The third underestimated fact is the synergy between smart home and wearables. Apple isn't just releasing disparate gadgets: HomePad, security cameras, and the robot form a unified system of Apple's physical presence in the home, while glasses and AirPods with cameras extend that presence outdoors. Essentially, Apple is building an infrastructure where the user is always in contact with its AI — not through a single device but through an environment. This is more ambitious than anything competitors have attempted, including Amazon with its ambient computing concept.
Finally, the price. The foldable iPhone costing between $2,000 and $2,500 (depending on estimates) positions it not as a mass-market product but as an ultra-premium gadget, directly competing with the Huawei Mate XT Ultimate. This signals that Apple is not chasing Samsung in the $1,000 foldable segment but creating a new price category where it will have no competitors.

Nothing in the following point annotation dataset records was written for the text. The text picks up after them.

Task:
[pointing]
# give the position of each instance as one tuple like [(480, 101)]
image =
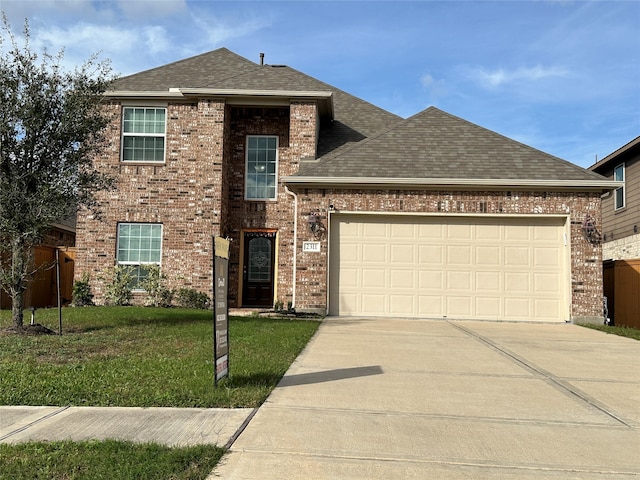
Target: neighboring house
[(621, 210), (335, 205), (620, 231)]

Forecast: Next 30 Days and 90 Days
30 Days (until June 10, 2026):
WWDC 2026 will be the platform for the first serious hint at new devices. I expect Apple to show elements of iOS 27 optimized for a foldable display — apps that change interface when unfolded, new gestures for a large screen. There will be no direct hardware announcements, but developers will be made to understand that the ecosystem is preparing for devices with fundamentally different aspect ratios.
Meanwhile, suppliers will ramp up activity. Foxconn will increase trial production volumes, and analysts like Barclays will update price forecasts. Apple's stock may see moderate growth on expectations, but the main movement will be in supplier stocks, especially Samsung Display and TSMC.
Tim Cook will hold his last major public event as CEO at WWDC, and his speech will be closely analyzed for signals about the future.
90 Days (until August 9, 2026):
The main event of this period is preparation for the September presentation. In the weeks leading up to the announcement, leaks will become torrential: we'll see real photos of the devices, learn exact specs for cameras, batteries, and displays. If the iPhone Fold is indeed unveiled on September 8 as expected, August will be the month of final PR campaign assembly.
At the same time, component shipments for the HomePad — a screen-equipped device expected to be the first among home novelties in fall 2026 — will begin. This will test Apple's ability to simultaneously launch products from completely different categories.
On the corporate front, August is Cook's last month as CEO. Expect a series of farewell interviews and publications summing up his 15-year tenure, further fueling attention to the brand ahead of the biggest launch in company history.
Strategic conclusion: Apple enters the Ternus era not with a defensive strategy but with the most ambitious product line expansion since Jobs' return in 1997. The success or failure of this strategy will determine whether the company remains the world's most valuable by 2030 or cedes ground to those better at navigating the transition from the smartphone era to the ambient computing era. The bet is on engineering excellence and ecosystem synergy — classic Apple approach, but on a scale the company has never achieved before.